Şahane 2D grafikleri, sürükleyici hikâyesi, espritüel George Stobbart ve kendisine eşlik eden, Fransız aksanı ile “Jorc” diyerek insanları adeta mest eden Nicole “Nico” Collard’ın macerası herkesin gönlünde taht kurmuştu ve en iyi macera oyunları arasında kendine güzelce yer etmişti.
Oyunun yakaladığı büyük başarıdan sonra ikincisi, 3D grafiklere ve daha ciddi bir ortama sahip olan üçüncüsü ve son olarak saçmalayan dördüncü bölümü de çıktı ama hiçbiri ilki (şahsen ikincisini de ekleyebiliriz) kadar sevilmedi ve dördüncü oyunun çıkmasından tam altı yıl sonra, yani 2012’de serinin yaratıcısı Charles Cecil ve ekibi Revolution Software yeni bir Broken Sword oyunu ile geri dönmenin hazırlığına girdiler.
Doğal olarak benim gibi macera oyunu tutkunları heyecanla bekleyeme başladılar. Bunun bir nedeni de beşinci yapımın köklerine geri dönecek olmasıydı. Ortadaki sermaye problemi de oldukça başarılı geçen bir Kickstarter kampanyası ile halledilmişti ve yapım için hedeflenen 400.000 doların çok üstünde, 771.000 dolar toplanabilmişti. Bu güzel haberden sonra da bizlere beklemekten başka çare kalmamıştı. Derken yapımın çıkış tarihi yaklaştı da yaklaştı ve nihayetinde beşinci oyuna, The Serpent’s Curse’un ilk bölümüne (ikinci bölüm Ocak 2014’te) kavuşmuş olduk.
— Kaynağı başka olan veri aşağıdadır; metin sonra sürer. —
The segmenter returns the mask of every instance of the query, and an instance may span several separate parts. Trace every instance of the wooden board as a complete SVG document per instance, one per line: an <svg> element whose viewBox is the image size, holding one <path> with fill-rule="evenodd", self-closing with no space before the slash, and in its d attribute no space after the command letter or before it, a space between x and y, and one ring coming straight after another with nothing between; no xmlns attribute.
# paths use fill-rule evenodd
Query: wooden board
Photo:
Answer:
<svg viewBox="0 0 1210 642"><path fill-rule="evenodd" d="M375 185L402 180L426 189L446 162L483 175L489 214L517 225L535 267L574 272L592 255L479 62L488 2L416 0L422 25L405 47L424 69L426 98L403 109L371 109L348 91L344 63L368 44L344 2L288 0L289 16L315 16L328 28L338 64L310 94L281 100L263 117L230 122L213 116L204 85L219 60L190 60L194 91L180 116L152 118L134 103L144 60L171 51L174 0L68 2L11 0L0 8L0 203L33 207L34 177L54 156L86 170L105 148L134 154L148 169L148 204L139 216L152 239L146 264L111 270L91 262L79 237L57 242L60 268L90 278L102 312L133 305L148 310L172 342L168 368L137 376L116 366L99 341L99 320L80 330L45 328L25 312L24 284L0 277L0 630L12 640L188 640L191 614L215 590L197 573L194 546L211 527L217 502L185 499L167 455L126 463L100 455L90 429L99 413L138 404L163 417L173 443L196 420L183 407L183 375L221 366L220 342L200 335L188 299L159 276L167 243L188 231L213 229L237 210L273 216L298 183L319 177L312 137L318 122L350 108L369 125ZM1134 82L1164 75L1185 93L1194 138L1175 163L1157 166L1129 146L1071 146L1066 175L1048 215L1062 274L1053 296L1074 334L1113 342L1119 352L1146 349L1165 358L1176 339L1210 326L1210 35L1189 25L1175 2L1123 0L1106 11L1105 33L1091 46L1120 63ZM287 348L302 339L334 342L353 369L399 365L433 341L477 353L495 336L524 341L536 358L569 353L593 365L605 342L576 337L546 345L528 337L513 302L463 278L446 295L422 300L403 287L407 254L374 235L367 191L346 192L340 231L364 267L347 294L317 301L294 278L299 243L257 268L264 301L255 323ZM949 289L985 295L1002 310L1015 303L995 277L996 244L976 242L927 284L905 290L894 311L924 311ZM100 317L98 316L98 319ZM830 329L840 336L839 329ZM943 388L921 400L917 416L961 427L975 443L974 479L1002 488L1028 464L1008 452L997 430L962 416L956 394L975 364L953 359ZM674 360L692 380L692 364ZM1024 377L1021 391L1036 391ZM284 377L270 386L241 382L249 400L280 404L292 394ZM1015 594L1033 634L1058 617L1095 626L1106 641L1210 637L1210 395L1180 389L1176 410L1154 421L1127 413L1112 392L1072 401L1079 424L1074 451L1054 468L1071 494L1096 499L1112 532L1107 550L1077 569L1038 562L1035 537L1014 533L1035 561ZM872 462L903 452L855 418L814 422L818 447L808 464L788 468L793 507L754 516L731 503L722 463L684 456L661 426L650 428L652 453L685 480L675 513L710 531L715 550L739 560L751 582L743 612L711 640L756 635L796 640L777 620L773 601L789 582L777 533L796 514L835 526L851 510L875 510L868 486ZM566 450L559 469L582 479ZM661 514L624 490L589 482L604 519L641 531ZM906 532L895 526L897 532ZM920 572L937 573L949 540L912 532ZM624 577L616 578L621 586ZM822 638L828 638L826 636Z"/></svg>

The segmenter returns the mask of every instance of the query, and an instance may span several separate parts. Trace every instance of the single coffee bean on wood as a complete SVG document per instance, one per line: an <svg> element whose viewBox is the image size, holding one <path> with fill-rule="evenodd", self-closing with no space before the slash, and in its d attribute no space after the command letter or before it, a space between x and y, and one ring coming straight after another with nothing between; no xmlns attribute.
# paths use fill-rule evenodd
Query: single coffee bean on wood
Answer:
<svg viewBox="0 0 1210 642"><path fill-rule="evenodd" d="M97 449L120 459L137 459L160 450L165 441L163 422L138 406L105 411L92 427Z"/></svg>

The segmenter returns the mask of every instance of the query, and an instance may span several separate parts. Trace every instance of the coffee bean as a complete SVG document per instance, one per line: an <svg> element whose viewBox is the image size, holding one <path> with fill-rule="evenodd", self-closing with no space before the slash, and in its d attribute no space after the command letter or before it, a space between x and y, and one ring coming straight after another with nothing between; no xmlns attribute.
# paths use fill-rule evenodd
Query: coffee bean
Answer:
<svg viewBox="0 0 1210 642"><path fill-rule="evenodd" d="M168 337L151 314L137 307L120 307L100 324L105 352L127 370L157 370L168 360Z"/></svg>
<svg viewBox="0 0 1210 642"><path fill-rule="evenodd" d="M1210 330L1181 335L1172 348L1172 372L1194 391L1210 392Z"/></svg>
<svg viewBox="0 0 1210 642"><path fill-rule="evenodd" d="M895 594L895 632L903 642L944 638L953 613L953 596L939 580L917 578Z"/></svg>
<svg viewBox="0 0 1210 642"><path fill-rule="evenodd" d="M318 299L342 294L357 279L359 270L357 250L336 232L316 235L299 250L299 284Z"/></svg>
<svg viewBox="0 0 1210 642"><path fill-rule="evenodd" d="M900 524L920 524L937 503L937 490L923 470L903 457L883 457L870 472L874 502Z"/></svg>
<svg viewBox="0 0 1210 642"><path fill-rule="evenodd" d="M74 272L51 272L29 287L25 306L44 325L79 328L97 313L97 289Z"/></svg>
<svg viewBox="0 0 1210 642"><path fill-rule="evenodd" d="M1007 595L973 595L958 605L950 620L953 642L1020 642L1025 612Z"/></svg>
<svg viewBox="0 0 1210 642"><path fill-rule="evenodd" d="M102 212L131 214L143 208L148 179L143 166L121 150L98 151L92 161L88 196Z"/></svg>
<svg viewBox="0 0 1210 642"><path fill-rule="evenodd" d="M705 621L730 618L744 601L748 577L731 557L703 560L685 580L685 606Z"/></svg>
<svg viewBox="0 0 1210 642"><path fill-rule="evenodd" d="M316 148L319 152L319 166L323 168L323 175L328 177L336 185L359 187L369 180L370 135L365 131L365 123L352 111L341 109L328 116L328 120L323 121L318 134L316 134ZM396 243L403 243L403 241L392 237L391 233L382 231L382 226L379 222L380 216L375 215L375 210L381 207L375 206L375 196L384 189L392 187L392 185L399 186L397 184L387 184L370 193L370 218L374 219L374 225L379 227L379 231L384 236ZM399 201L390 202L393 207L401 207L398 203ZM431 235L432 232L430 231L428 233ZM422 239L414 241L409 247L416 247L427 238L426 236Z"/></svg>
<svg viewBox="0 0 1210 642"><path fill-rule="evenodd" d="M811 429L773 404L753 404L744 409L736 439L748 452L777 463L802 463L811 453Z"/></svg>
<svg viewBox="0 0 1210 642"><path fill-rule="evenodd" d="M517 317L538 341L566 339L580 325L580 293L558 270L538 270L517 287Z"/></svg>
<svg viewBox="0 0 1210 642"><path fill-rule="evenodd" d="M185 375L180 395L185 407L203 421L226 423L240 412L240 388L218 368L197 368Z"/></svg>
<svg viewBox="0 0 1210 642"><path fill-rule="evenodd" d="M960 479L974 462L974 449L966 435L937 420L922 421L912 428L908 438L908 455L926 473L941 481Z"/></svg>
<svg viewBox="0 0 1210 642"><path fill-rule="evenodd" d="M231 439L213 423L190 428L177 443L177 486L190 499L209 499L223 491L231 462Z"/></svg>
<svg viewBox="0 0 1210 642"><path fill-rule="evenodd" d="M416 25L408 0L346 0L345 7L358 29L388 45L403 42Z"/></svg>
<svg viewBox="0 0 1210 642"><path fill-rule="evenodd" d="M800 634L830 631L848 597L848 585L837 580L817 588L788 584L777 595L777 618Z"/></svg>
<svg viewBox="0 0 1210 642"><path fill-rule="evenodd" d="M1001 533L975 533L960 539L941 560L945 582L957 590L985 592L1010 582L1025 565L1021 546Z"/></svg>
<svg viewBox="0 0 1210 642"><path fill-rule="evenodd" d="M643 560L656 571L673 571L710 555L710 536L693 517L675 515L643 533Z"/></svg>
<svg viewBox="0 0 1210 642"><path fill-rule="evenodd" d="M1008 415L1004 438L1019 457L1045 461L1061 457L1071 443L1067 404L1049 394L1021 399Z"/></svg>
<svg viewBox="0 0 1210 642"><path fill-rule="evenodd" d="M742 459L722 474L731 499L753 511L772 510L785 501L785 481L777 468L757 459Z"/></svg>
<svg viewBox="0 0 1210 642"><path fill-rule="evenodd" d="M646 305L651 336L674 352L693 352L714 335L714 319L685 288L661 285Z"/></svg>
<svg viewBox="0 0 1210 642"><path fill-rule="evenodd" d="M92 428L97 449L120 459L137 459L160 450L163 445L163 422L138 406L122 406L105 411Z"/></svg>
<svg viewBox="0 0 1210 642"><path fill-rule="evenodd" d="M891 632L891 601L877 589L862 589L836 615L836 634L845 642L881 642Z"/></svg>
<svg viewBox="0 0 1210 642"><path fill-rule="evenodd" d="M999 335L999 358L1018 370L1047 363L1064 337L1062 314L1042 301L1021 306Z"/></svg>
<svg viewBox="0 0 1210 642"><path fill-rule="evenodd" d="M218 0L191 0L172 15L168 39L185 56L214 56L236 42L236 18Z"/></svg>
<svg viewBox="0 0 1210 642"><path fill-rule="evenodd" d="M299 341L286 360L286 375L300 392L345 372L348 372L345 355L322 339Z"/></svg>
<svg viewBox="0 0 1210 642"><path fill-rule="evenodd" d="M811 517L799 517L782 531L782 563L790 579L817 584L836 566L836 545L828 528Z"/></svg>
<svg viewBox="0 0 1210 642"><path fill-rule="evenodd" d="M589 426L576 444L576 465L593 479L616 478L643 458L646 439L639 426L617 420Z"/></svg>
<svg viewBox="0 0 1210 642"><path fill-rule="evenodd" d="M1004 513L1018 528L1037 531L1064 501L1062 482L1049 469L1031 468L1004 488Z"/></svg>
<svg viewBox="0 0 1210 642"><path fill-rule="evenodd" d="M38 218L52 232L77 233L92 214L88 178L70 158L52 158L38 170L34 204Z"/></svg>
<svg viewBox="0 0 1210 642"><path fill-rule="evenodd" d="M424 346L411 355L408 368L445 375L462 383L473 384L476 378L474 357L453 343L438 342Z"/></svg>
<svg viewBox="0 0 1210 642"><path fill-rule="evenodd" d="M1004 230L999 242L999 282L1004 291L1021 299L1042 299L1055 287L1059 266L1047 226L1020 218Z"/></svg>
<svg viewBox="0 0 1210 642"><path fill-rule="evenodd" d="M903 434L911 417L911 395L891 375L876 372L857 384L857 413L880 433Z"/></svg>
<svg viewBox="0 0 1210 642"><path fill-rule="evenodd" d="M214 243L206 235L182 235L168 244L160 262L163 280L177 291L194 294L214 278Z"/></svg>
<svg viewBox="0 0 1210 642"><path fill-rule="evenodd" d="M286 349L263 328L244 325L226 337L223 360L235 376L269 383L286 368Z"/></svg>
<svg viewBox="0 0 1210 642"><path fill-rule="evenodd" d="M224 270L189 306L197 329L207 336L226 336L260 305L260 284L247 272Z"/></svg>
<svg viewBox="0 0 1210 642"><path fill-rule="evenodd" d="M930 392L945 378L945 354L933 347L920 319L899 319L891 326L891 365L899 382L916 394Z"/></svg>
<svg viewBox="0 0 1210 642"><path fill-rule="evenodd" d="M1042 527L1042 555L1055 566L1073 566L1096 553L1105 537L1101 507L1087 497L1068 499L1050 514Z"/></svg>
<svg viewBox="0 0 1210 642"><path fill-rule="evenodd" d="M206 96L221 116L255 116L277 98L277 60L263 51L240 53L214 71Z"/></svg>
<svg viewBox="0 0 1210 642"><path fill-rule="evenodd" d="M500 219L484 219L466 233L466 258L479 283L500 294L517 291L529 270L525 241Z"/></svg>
Bir oturuşta (daha doğrusu iki:) bitirdiğimiz oyunun incelemesi ile de şimdi karşınızdayız.
Amerika benim ülkem ama evim Paris Klasik Revolution Software açılışından sonra kendimizi bir video ile oyunun içinde buluveriyoruz. Sene 1937, yer İspanya – Katalonya’dır. Alman askerleri büyükçe bir villaya zorla giriş yaparlar ve karşılarına kim çıkarsa çıksın ezmeye hazırdırlar. Bir baba ve ailesi ile yakın arkadaşları villadan kaçmanın hazırlığını yapmaktadır ama geç kalmışlardır. Babanın eşi ve oğlu kaçmayı başarır ama baba ile arkadaşı sağ kurtulamaz. Almanlar ise aradığını bulmuştur. Fakat aradıkları ne altın, ne mücevher ne de önemli belgelerdir. Aradıkları bir tablodur ve söylenenlere göre bu tablo ölüm getirmektedir.